Clinical Usefulness of the Inhibitory Control Test (ICT) in the Diagnosis of Minimal Hepatic Encephalopathy
Round 1
Reviewer 1 Report
The Authors of the paper studied the prevalence, risk factors and predictive value of minimal hepatic encephalopathy (MHE) and the usefulness of the inhibitory control test (ICT) in the diagnosis. This paper is a significant contribution to the scientific discussion about diagnosing MHE (usefulness of ICT). The limitation of the study is the small number of groups: MHE+ (n=21) and MHE- (n=49).
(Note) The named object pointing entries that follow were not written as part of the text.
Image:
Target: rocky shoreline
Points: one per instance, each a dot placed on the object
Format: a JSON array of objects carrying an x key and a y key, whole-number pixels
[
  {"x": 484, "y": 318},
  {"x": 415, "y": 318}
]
I suggest the revisions:1) In: 2.2.3. Statistical analysis - Why were statistics processed by using two types of software: Statistica 11.0 and GraphPad Prism 5.0 ?
2) In discussion: The study carried out on a Poland's population; Using term ''European population'' is too wide.
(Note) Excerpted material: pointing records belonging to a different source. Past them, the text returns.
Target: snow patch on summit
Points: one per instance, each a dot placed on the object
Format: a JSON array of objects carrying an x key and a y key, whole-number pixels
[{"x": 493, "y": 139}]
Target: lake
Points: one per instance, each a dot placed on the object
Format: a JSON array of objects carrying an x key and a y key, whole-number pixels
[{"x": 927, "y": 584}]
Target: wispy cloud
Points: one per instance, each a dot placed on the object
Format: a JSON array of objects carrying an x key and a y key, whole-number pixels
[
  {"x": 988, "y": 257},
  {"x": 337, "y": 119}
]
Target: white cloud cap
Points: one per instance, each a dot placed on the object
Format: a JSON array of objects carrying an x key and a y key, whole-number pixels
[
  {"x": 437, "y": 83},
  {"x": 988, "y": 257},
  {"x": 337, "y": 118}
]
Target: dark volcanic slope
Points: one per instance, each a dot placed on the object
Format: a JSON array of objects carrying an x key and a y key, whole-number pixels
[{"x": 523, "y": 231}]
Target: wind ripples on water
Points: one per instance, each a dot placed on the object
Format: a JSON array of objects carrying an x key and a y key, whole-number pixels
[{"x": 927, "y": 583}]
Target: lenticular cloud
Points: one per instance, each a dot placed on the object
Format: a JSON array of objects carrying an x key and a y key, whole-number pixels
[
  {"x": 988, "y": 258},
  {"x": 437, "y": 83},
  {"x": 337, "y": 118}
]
2) In conclusion (or in disussion), the study's limitations must be mentioned.
Author Response
1) In: 2.3. Statistical analysis- Why were statistics processed by using two types of software: Statistica 11.0 and GraphPad Prism 5.0 ?
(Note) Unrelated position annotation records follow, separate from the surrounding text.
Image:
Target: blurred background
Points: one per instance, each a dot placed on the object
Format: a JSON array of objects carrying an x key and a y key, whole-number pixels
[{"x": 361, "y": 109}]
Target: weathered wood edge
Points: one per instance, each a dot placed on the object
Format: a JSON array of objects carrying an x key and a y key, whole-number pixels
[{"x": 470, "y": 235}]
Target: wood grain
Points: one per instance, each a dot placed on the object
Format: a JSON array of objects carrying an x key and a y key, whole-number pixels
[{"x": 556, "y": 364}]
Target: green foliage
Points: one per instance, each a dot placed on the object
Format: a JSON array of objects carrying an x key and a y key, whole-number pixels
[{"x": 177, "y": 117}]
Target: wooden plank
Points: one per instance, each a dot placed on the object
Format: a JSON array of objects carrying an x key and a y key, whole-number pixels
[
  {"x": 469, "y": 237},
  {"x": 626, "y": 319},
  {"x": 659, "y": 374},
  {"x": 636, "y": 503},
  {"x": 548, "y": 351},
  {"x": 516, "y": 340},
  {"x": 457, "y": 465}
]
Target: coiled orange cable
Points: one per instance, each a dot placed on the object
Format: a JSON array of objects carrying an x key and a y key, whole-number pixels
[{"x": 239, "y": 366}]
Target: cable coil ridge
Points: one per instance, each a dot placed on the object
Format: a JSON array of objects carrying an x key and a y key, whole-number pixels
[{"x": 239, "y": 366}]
Answer: Statistica 11.0 was used for statistical analyses, and GraphPad Prism 5.0 was used to create graphs. Requested information was amended in the materials and methods section.
2) In discussion: The study carried out on a Poland's population; Using term ''European population''.
Answer: The manuscript was corrected according to reviewer suggestion and “European population was changed to Polish population.
3) In conclusion (or in disussion), the study's limitations must be mentioned.
Answer: Limitations of the study were included in the Discussions sections. The limitations included relatively small number of participants, especially in MHE+ groups but also quite significant proportion of patients lost to follow-up.
Author Response File: Author Response.docx
Reviewer 2 Report
Stawicka et al evaluated the use of the inhibitory control test vs. psychometric hepatic encephalopathy score in the diagnosis of minimal hepatic encephalopathy using 70 patients with cirrhosis and 56 controls. The authors found that ICT was somewhat useful in diagnosing MHE compared to the gold standard PHES (sensitivity 65-70%, specificity 57-67%). Presence of MHE was associated with more rapid increase in MELD. I have no major concerns regarding the analyses. I have several comments detailed below. Comments: 1. The test performance of ICT was somewhat worse in this study than what has been previously reported (see PMID 29533396 for a systematic review on this topic). The authors referenced a few other papers on ICT but I think further discussion is warranted. 2. How was the PHES cutoff of -5 chosen? Would provide a reference. 3. Would state whether any controls had abnormal PHES or ICT. 4. The authors state that MELD increased by 8.7 in PHES+ and 4.4 in PHES- patients, but 7.2 in ICT+ and 3.9 in ICT- patients. If all patients underwent both PHES and ICT, then why are the MELD increases higher in the PHES+/- groups? 5. The changes in MELD are quite large given that mean follow-up was only 17 months. Why was this the case? If this is due to a small number of outliers, recommend showing median rather than mean. 6. Table 2: would state whether longitudinal changes in decompensation status were statistically different based on MHE status. 7. Exclusion criteria: would specify which medications are considered “psychoactive agents”. I assume this refers to narcotics and benzodiazepines, but would tricyclic antidepressants, antipsychotics, gabapentinoids, etc. be included? Also, I believe that abnormal MMSE was used to identify neurologic disease but not necessarily the other exclusion criteria? If so, would say so explicitly. Minor comments: 1. The abbreviation PHES is not defined in the abstract.Author Response
1) Interpretation of results and objective comparison between populations can be difficult due to previously adopted norms and cut-off point for the diagnosis of MHE by using PHES (e.g., Z-scores ≤ − 4 or ≤ − 5). In the our study a cut-off point ≤ −5 has been chosen, which is more conservative approach, but naturally clinical usefulness of ICT results may differ significantly compared to studies in which the cut off point was ≤ − 4. In addition, choosing a control group - in terms of age, sex and their effectiveness can cause significant differences in the interpretation of further results. This was discussed in the discussion section.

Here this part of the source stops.